Высказав это, Щерба, уже несколько дней замечавший на лице Стася печаль и неуверенность, предложил прогуляться в город. Ему хотелось развлечь друга видом оживленных улиц, которых из окна своей комнатушки постоялец пана Горилки наблюдать не мог, и он повел Стася к стенам университета. Беседуя о всякой всячине, они дошли до знаменитой кофейни Юльки, напротив колокольни, кофейня эта размещалась в двух зальцах первого этажа, и ее завсегдатаями были студенты. Им, правда, не разрешалось посещать заведения такого рода, но любезная хозяйка, которая ежедневно потчевала голодных студентов сотнями чашек кофе или цикория, отвела для них несколько комнат в собственной квартире. Сама кофейня стояла полупустая, но в заветный уголок проникнуть было нелегко. Там, расположившись на нескольких ломаных стульях, на сундуках, на диванчике, даже на кровати, порою залезши в камин, веселые юнцы, каждый с фаянсовой чашкой кофе и большущей булкой, заполняли табачным дымом крошечные комнатушки и весело переговаривались. Сколько тут возникало дружеских связей на всю жизнь, сколько создавалось проектов, которые судьба, обстоятельства и настойчивость помогли осуществить, и сколько расцветало надежд, обреченных завтра навек увянуть и почить под гробовой доской!

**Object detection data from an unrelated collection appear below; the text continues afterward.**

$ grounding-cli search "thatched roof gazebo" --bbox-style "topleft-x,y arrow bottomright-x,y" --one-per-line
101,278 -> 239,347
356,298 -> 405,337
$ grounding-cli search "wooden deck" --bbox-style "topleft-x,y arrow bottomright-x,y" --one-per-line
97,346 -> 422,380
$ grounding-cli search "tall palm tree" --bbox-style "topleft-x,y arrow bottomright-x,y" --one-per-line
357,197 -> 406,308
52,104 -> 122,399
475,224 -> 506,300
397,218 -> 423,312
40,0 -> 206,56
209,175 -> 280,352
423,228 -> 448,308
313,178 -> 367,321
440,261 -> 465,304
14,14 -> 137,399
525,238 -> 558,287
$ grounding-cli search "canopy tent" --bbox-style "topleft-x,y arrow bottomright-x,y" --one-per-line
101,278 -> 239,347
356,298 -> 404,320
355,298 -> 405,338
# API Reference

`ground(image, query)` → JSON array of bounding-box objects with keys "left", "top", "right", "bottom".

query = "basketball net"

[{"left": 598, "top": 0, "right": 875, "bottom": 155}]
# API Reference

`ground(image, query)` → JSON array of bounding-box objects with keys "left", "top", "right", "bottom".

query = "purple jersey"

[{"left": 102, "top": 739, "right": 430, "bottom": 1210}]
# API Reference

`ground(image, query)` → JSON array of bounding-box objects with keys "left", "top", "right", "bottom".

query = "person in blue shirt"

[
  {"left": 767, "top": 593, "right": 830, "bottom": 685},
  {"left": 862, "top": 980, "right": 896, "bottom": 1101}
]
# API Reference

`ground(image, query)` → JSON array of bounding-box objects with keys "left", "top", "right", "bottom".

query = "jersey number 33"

А какое заразительное веселье излучали эти молодые сердца, словно беспрерывный гимн жизни лилось оно, вовлекая в свой водоворот все, что попадется на пути! Как там было славно, оживленно, удобно, уютно — хотя частенько приходилось, стоя на одной ноге, пить остывший кофе с черствой булкой, с пригоревшими сливками, да и того, бывало, по часу ждешь, пока дойдет твоя очередь! Эта чашка кофе, здорового и питательного, ибо в нем, вероятно, цикория было больше, чем чего иного, многим затеняла недоступный обед, служила горячим ужином и подкрепляла силы, истощенные ученьем, — ведь сопровождавшие ее беседы, веселье и шум были пищей для души.
Стась еще ни разу не набрался смелости зайти в студенческую кофейню — теперь Щерба пригласил его и чуть не силой затащил туда.